There is also disagreement about whether there should be any IMF involvement, with Germany favouring some help from the Fund whilst France opposes it. Meanwhile, the Greek Prime Minister has reportedly given an ultimatum that should no aid plan be forthcoming at the EU summit, Greece will turn to the IMF for assistance.

All of this suggests more downside for EUR/USD, with a test of support around 1.3422 looming. In the event that the EU summit offers good news for Greece, EUR/USD sentiment could turn quickly so a degree of caution is warranted. Speculative sentiment for the EUR has improved according to the latest CFTC Commitment of Traders (IMM) data for the week to 16th March, with net short EUR positions at their lowest since the beginning of February. Nonetheless, the short covering seen over the past week could come to an abrupt end should there be no aid package for Greece.

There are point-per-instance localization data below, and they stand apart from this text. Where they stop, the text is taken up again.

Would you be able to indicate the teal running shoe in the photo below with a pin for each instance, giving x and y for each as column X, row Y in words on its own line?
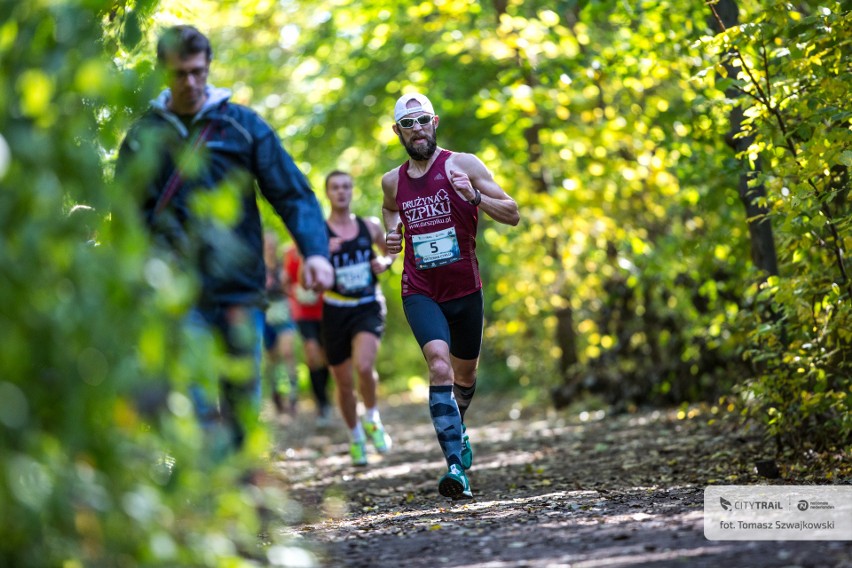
column 377, row 435
column 358, row 453
column 467, row 450
column 455, row 484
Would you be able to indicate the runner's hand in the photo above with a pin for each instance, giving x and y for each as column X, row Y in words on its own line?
column 317, row 273
column 462, row 184
column 393, row 240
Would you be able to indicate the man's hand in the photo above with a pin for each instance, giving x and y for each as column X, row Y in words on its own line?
column 462, row 184
column 317, row 273
column 393, row 240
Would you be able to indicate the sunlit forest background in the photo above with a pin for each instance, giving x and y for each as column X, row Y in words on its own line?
column 681, row 169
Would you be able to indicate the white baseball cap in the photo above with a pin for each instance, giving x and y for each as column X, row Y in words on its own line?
column 400, row 109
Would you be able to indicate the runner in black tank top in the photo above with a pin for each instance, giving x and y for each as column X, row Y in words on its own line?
column 354, row 315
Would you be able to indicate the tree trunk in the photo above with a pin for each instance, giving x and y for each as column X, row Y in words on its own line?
column 763, row 253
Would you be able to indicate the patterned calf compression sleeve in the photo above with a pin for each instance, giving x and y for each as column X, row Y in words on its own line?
column 463, row 396
column 447, row 421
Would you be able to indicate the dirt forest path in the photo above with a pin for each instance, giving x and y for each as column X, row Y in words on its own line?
column 550, row 490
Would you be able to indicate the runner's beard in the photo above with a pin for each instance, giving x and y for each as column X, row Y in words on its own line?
column 417, row 154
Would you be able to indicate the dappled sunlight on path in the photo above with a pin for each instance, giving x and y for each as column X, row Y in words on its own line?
column 550, row 490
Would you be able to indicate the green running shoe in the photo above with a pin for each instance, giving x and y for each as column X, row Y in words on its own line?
column 467, row 450
column 378, row 436
column 358, row 452
column 454, row 484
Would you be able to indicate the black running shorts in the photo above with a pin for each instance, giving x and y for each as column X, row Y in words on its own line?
column 457, row 322
column 340, row 325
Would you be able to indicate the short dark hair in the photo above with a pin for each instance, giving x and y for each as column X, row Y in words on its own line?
column 336, row 173
column 183, row 41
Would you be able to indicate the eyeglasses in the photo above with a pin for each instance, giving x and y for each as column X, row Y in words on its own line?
column 181, row 75
column 422, row 120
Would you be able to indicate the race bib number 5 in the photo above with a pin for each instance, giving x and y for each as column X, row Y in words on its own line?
column 435, row 249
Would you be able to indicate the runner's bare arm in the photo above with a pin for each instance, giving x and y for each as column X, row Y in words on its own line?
column 390, row 213
column 468, row 175
column 377, row 235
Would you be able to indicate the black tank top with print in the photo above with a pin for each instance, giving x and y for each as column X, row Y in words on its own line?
column 354, row 281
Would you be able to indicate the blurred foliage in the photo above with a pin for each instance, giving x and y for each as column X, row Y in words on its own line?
column 793, row 76
column 101, row 460
column 629, row 277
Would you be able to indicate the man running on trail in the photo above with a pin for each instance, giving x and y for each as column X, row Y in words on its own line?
column 353, row 316
column 191, row 142
column 436, row 197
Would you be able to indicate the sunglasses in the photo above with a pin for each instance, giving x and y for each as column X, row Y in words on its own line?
column 422, row 120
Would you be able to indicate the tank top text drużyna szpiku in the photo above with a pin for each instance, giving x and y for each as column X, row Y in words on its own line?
column 440, row 235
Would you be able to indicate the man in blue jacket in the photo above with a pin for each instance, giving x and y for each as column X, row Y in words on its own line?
column 194, row 141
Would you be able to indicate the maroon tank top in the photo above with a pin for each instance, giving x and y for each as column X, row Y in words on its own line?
column 440, row 235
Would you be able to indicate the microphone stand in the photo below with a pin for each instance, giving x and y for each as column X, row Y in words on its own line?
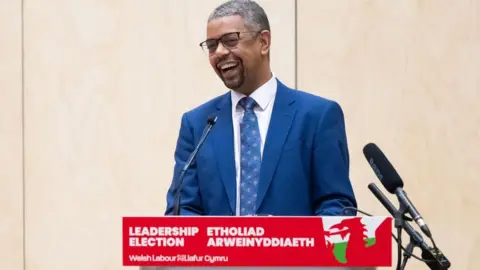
column 399, row 221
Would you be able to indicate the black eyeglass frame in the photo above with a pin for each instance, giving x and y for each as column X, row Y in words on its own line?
column 222, row 40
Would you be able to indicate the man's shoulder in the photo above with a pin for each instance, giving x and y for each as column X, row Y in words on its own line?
column 314, row 103
column 207, row 109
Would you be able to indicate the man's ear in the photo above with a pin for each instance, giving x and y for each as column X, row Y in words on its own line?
column 265, row 40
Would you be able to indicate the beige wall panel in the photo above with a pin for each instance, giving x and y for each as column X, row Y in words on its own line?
column 107, row 82
column 11, row 182
column 407, row 75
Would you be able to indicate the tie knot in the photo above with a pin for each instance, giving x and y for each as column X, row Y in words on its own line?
column 247, row 103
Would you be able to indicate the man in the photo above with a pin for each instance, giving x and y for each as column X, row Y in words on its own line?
column 273, row 150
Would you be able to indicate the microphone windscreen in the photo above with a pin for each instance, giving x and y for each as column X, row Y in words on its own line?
column 382, row 168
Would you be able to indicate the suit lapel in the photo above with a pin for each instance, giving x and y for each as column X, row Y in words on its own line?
column 223, row 146
column 282, row 117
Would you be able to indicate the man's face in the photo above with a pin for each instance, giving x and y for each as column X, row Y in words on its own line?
column 234, row 51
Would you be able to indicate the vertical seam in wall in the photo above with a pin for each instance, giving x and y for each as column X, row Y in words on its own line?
column 22, row 39
column 295, row 43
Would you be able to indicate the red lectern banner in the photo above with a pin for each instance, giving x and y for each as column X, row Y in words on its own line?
column 257, row 241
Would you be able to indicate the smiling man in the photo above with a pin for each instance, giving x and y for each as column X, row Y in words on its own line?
column 274, row 150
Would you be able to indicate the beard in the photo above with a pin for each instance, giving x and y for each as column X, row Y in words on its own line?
column 234, row 77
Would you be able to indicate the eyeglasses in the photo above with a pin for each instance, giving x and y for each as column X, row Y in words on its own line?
column 228, row 40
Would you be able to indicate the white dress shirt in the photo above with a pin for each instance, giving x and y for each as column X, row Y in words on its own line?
column 265, row 97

The most volatile currency over the past week was GBP/USD and after hitting a high of around 1.5382 it has slid all the way back to around the 1.5000 level. Much of this was related to the gyrations in EUR/USD but GBP took on a life of its own towards the end of the week and has not been helped by comments by BoE MPC member Sentence who highlighted the risk of a “double-dip” recession in the UK.

GBP is highly undervalued and market positioning is close to a record low but a sustainable recovery looks unachievable at present. Attention this week will centre on the 2010 UK Budget announcement and markets will scrutinise the details of how the government plans to cut the burgeoning budget deficit. Failure to restore some credibility to the government’s plans will dent GBP sentiment further and lead to a sharper decline against both the EUR and USD.